There’s more to Alexa than you know.

So watching my blog refferers, yesterday + today I got more than 500 referrers from this Alexa Movers & Shakers (English language section) section. There’s also the global section, the Korean section etc.

Alexa Movers & Shakers

So what are those pages ?

The Top 10 Sites moving up or moving down in the traffic rankings, as measured by the change in the number of users visiting the site.

A more detailed explanation:

The movers and shakers list is based on changes in average reach (numbers of users). For each site on the net, we compute the average weekly reach and compare it with the average reach during previous weeks. The more significant the change, the higher the site will be on the list. The percent change shown on the Movers & Shakers list is based on the change in reach. It is important to note that the traffic rankings shown on the Movers & Shakers page are weekly traffic rankings; they are not the same as the three-month average traffic rankings shown in the other Alexa services and are not the same as the reach numbers used to generate the list.

I’m postioned #3 on that english section, in the Moving Up section. So I guess the #1 position got even more visitors. I know 250 uniques / day is not such a big deal, but remember rule #83:

Every visitor counts.

So here are a few other places in the Alexa website, that many of you perhaps never knew they existed:

  1. Alexa Top Sites Service

    Alexa Top Sites lists are available programmatically via Amazon Web Services, allowing you to incorporate Alexa Top Sites into your own site, product or service at a more affordable price. The service allows you to create global lists as well as lists by individual countries. Have you ever wondered the number 5 site is in Lithuania? Then this is the service for you.

    Note on pricing: $0.0025 per URL returned (e.g. $.25 for 100 URLs).

  2. Alexa’s Hot Search Terms, Movers & Shakers, or Top Sites with free RSS

    The feeds are provided free of charge to individuals or non-profit organizations for limited non-commercial use.

  3. Put an Alexa button, graph or banner on your site (too well known, but still worths mentioning).

    Please note that you can always insert other websites in your graphs, and make a graphical comparison of their traffic. You can add a maximum of 5 or 6 other website. Traffic lines for each website will be colored differently.

  4. Modify the ownership and/or website information (that Alexa shows for your website)

    Web site owners should use this form to add, change, or unlist the contact information displayed in Alexa, or to update the site name and description. Verified submissions will appear in the service in approximately one week.

  5. Change the links that show in your Related Links section

    This is a very good tehnique that spammers practice. How ? Think of Matt’s Blog. His Alexa website information page is probably visited a lot of times monthly. Others can suggest his website as beeing related to Matt’s, so the spammers URL’s will show on Matt’s Alexa website information page too. That will get the spammer a few clicks. Not many, but a few.

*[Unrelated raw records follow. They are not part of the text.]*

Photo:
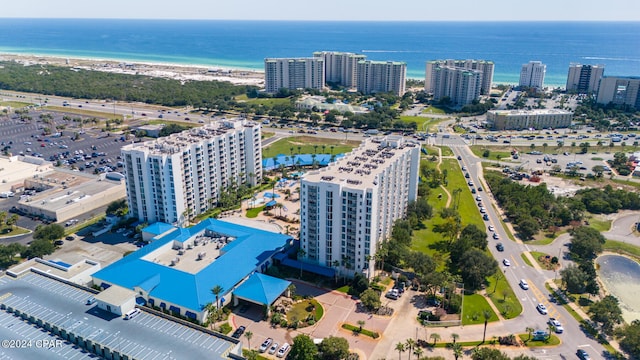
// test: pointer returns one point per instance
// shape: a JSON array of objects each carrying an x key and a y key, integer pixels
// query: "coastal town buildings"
[
  {"x": 382, "y": 76},
  {"x": 528, "y": 119},
  {"x": 584, "y": 79},
  {"x": 620, "y": 90},
  {"x": 340, "y": 68},
  {"x": 459, "y": 85},
  {"x": 532, "y": 74},
  {"x": 486, "y": 67},
  {"x": 182, "y": 175},
  {"x": 293, "y": 73},
  {"x": 348, "y": 208}
]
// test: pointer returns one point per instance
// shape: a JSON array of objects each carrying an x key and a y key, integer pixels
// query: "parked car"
[
  {"x": 239, "y": 331},
  {"x": 265, "y": 344},
  {"x": 283, "y": 350},
  {"x": 557, "y": 326},
  {"x": 542, "y": 309}
]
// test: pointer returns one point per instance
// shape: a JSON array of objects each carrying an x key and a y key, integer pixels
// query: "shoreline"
[{"x": 181, "y": 72}]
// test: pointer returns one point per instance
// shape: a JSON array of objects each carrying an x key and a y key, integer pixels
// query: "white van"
[{"x": 131, "y": 314}]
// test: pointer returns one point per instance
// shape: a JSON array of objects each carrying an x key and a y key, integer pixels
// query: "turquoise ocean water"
[{"x": 245, "y": 44}]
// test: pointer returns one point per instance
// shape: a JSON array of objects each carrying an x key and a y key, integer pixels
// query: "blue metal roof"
[
  {"x": 250, "y": 248},
  {"x": 262, "y": 289}
]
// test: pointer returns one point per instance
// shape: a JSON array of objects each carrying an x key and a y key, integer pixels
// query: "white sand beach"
[{"x": 169, "y": 71}]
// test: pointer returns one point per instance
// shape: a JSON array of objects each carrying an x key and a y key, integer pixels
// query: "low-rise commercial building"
[{"x": 528, "y": 119}]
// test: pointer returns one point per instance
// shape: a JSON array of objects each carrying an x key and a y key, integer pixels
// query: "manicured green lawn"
[
  {"x": 472, "y": 308},
  {"x": 503, "y": 296},
  {"x": 624, "y": 248},
  {"x": 252, "y": 213},
  {"x": 6, "y": 231},
  {"x": 308, "y": 145},
  {"x": 551, "y": 341}
]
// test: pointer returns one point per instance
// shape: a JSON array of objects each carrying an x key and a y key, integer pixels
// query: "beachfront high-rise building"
[
  {"x": 486, "y": 67},
  {"x": 532, "y": 74},
  {"x": 293, "y": 73},
  {"x": 460, "y": 85},
  {"x": 348, "y": 208},
  {"x": 584, "y": 79},
  {"x": 340, "y": 68},
  {"x": 620, "y": 90},
  {"x": 173, "y": 178},
  {"x": 382, "y": 76}
]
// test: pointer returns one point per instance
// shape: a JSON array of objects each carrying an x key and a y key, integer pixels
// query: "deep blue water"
[{"x": 245, "y": 44}]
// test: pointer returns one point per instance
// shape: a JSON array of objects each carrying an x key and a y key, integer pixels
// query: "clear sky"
[{"x": 427, "y": 10}]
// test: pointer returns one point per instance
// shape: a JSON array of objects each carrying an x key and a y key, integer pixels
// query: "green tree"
[
  {"x": 303, "y": 348},
  {"x": 370, "y": 299},
  {"x": 217, "y": 290},
  {"x": 629, "y": 338},
  {"x": 607, "y": 313},
  {"x": 333, "y": 348}
]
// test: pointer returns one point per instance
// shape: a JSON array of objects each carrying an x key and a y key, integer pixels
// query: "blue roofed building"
[{"x": 178, "y": 269}]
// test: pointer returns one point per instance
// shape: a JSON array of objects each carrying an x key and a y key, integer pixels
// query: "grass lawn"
[
  {"x": 6, "y": 231},
  {"x": 303, "y": 309},
  {"x": 424, "y": 123},
  {"x": 425, "y": 240},
  {"x": 543, "y": 264},
  {"x": 622, "y": 248},
  {"x": 551, "y": 341},
  {"x": 472, "y": 307},
  {"x": 525, "y": 258},
  {"x": 252, "y": 213},
  {"x": 306, "y": 144},
  {"x": 503, "y": 297},
  {"x": 72, "y": 110},
  {"x": 14, "y": 104}
]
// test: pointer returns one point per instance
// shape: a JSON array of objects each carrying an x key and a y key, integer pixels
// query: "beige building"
[{"x": 528, "y": 119}]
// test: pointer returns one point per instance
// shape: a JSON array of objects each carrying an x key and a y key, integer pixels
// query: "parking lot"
[
  {"x": 144, "y": 337},
  {"x": 91, "y": 149}
]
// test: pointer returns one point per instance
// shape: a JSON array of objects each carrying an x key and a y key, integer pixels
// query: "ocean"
[{"x": 245, "y": 44}]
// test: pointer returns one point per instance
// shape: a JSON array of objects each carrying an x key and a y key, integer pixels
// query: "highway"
[{"x": 573, "y": 338}]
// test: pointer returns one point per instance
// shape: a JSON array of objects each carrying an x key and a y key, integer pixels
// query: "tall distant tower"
[
  {"x": 293, "y": 73},
  {"x": 532, "y": 74},
  {"x": 382, "y": 76},
  {"x": 584, "y": 79},
  {"x": 340, "y": 68}
]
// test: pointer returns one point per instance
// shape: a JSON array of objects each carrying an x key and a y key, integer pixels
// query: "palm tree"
[
  {"x": 457, "y": 350},
  {"x": 248, "y": 335},
  {"x": 400, "y": 348},
  {"x": 418, "y": 352},
  {"x": 301, "y": 254},
  {"x": 435, "y": 337},
  {"x": 410, "y": 344},
  {"x": 217, "y": 290},
  {"x": 487, "y": 315},
  {"x": 529, "y": 330},
  {"x": 454, "y": 337}
]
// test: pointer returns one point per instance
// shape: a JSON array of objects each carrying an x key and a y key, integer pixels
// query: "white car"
[
  {"x": 273, "y": 348},
  {"x": 542, "y": 309},
  {"x": 265, "y": 344},
  {"x": 283, "y": 350},
  {"x": 557, "y": 326}
]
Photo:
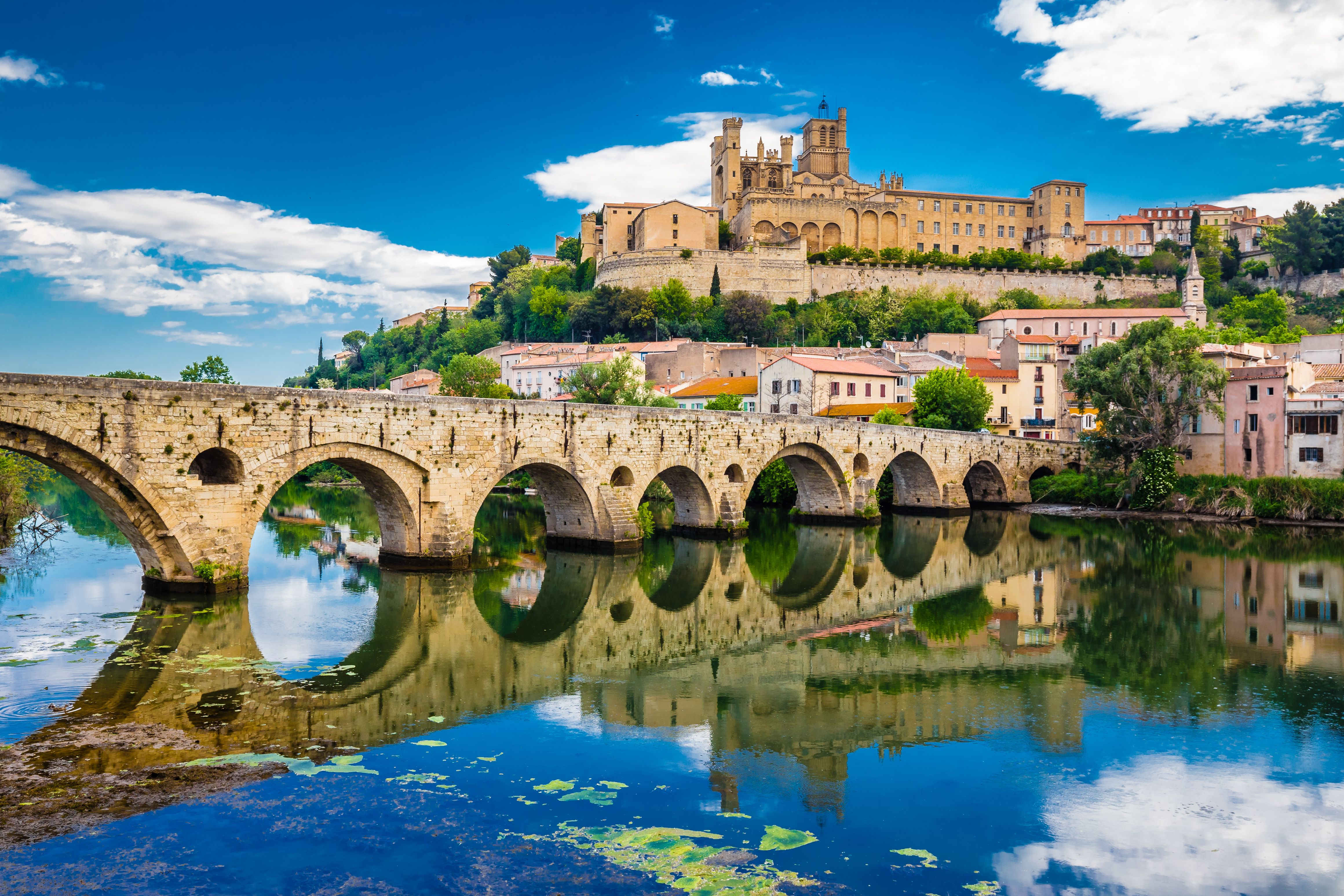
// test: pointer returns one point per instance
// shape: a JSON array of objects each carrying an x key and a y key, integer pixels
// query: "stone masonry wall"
[
  {"x": 429, "y": 463},
  {"x": 781, "y": 273}
]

    FYI, this is my way of saying: Don’t do this please. Just suggest the websites that ARE related to your blog’s content, because I can honestly say that Alexa’s automatic suggestions suck. Using Alexa’s automatic suggestions (probably based on a much poorer algo than Google’s related function) you might end up with a website about horses, in your website’s related websites section, with your website’s content beeing about planes.

  6. Alexa Site Thumnails (a paid service now, as I previously predicted)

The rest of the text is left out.